Hay
una anécdota que deja una enseñanza formidable: “Un joven que viajaba en un
camión junto a su padre, se mostraba sorprendido ante cualquier objeto cercano,
con excitación gritaba a su padre lo que observa; un pasajero del autobús, al
escuchar una a una las exclamaciones llenas de euforia del muchacho, perdió la
paciencia y fue a reclamarle a su padre por el ruido que este provocaba.
—
Disculpe, –molesto preguntó al padre– pero su hijo ¿está bien de la cabeza?,
pues parece como si nunca hubiera visto objetos cotidianos como: niños, carros,
nubes y árboles.
—
El joven –respondió el padre tranquilamente– nació ciego, éste día fue dado de
alta en el hospital, pues recibió un trasplante… ¡y es la primera vez que puede
ver!
Al
escuchar esto el pasajero regresó a su asiento apenado y sorprendido.
La
moraleja es profunda: que importante es no juzgar a las personas, porque no sabemos cómo son o
por lo que han pasado.”
Los
seres humanos juzgamos más basados en nuestro sistema de creencias, que por la
inteligencia emocional, omitimos ‘ver y oír’ con los ojos del alma, la gran
mayoría vemos, pero ignoramos lo que hay atrás de cada ser humano, de las cosas
o de los hechos, en la mayoría de las ocasiones no comprendemos la esencia de
lo que vemos.
El
ser humano está acostumbrado a afanarse por quedar bien con todos y a criticar
a los demás; querer quedar bien; juzgar y criticar, además de que son el camino
al fracaso, rompen nuestra armonía con el universo, son un homenaje a la
mediocridad, que tiene la fuerza de cancelar nuestro infantil sentido de pertenencia,
del logro y del asombro.
El
hombre que es sabio, entiende, que los prejuicios te llevan a juzgar
apresuradamente, juzgar se vuelve parte de la vida de los mediocres, pero la
vida te enseña, que nadie tiene el derecho de juzgar el camino que otros han
elegido, y si has de juzgar, júzgate a ti mismo con amor incondicional,
autocorregirte es un sutil método de afianzar y cambiar tu destino.
Nadie
tiene el derecho de erigirse en juez de otro, que importante es eliminar
prejuicios, odios, rencores y resentimientos, que tienen la facilidad de llenar
tu alma de ideas preconcebidas, que juegan en tu contra y son una pesada carga
para que logres afianzar tu presente y consolidar el futuro.
En
vez de juzgar o calificar, comprende al de enfrente, entiende que a veces la
vida lo ha puesto a pruebas y le ha dado recursos diferentes a los que a ti te
ha proveído, tu intima naturaleza te recuerda, que nadie posee el derecho de
censurar o condenar a un semejante.
El
ser mediocre hace juegos malabares con la palabra para criticar y juzgar con
inmediatez, es harto difícil aprender de los demás y entender, que es demasiado
fácil juzgar al que tropieza, lo más saludable es “seguir el impulso primario
de tus sueños, ellos se saben el camino” y a la par, trabajar en el crecimiento
y evolución de tu ser holístico.
Cuando
el ego domina nuestra existencia, no reconocemos que los problemas forman parte
del rompecabezas de la vida diaria, ¿por qué en el breve espacio de nuestro
tránsito por ésta vida, dilapidar nuestro tiempo en juzgar o criticar a otros?

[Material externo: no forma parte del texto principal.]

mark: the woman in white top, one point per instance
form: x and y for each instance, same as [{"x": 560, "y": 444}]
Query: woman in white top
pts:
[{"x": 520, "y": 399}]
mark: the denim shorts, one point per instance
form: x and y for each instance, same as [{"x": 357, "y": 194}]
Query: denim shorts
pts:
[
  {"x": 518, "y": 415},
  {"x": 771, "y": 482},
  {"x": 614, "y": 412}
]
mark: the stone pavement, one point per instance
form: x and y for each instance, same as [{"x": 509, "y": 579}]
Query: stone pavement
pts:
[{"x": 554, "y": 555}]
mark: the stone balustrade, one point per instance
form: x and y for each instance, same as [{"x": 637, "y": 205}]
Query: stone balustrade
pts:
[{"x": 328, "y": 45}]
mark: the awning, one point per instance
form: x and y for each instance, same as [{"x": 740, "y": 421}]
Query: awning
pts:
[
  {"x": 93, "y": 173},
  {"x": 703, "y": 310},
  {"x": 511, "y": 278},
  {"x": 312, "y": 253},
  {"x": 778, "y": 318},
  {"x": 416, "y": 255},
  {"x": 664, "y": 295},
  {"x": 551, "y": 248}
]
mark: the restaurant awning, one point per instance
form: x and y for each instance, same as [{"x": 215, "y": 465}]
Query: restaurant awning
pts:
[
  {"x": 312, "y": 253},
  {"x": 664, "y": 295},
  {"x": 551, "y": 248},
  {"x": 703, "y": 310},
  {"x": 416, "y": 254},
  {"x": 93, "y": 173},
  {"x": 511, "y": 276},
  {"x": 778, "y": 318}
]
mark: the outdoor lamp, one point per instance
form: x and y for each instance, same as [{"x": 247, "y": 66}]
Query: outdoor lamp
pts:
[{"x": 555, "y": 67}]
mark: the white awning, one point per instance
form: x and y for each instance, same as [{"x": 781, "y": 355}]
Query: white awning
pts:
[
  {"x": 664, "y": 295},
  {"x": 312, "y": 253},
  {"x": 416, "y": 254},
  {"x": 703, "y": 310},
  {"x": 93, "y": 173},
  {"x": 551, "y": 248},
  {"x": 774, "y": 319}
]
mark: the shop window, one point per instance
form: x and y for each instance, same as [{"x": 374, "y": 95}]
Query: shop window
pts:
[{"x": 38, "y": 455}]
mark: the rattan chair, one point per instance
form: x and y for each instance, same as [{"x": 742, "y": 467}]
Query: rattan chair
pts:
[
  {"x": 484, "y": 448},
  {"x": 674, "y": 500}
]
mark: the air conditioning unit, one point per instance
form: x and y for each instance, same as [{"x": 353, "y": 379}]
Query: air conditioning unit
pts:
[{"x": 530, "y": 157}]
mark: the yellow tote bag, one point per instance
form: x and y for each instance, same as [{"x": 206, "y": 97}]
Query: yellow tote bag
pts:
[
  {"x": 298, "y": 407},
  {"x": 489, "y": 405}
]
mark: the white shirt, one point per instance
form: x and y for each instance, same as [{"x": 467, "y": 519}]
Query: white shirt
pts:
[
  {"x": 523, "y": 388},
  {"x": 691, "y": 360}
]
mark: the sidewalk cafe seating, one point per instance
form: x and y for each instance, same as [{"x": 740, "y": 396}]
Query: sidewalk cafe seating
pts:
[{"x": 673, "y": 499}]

Y no ocuparnos en fluir con el río de la vida y creer en nosotros mismos.
Si
en vez de juzgar, nos damos tiempo para ser agradecidos, maduraremos al darnos
cuenta que tiene la magia de concentrar nuestro ser en el amor y todo lo que
parte del amor, trae felicidad, esta llamado al éxito, te reencuentra con lo
que buscas; y a la par madurar con el dolor, para reconectarnos con nuestro
Maestro Interior, que nos enseña a valorar en el presente todo lo que somos y
lo que tenemos.
Resulta
que “en el pueblo Don Betustio y Doña Virula, habían cumplido 75 años de feliz
vida matrimonial, los periódicos de la región daban cuenta de tan singular
suceso; al día siguiente de la celebración se dirigieron a las gorditas de “El
Tigre”, al abrir la puerta Don Betustio le dijo a su señora esposa:
––
¡Pashale mamashita! al llegar a la mesa, le acomodó la silla a la vez que le
decía: –– ¡Con cuillado mi amorsh! Una vez que llegó la mesera, –como la
compañera de su vida no escuchaba bien– volvió alzar la voz y le dijo
cercanamente al oído: –– ¡Que, qué vash a querer comer corashonshito!
Acto
seguido Don Betustio se dirigió al baño a la vez que le decía a su pareja: ––
Ahorita vengo, cariñito.
En
el camino fue interceptado por la mesera, que con la voz entrecortada le dijo:
––
¡Que hombre tan formidable es usted!, mire que después de 75 años de casado,
llamarle a su mujer: ¡mamacita!, ¡amorcito!, ¡corazoncito!, ¡cariñito!…
––
No es que shea formidable –respondió don Betustio– es que sha se me olvidó el
nombre de la ¡‘inche vieja!”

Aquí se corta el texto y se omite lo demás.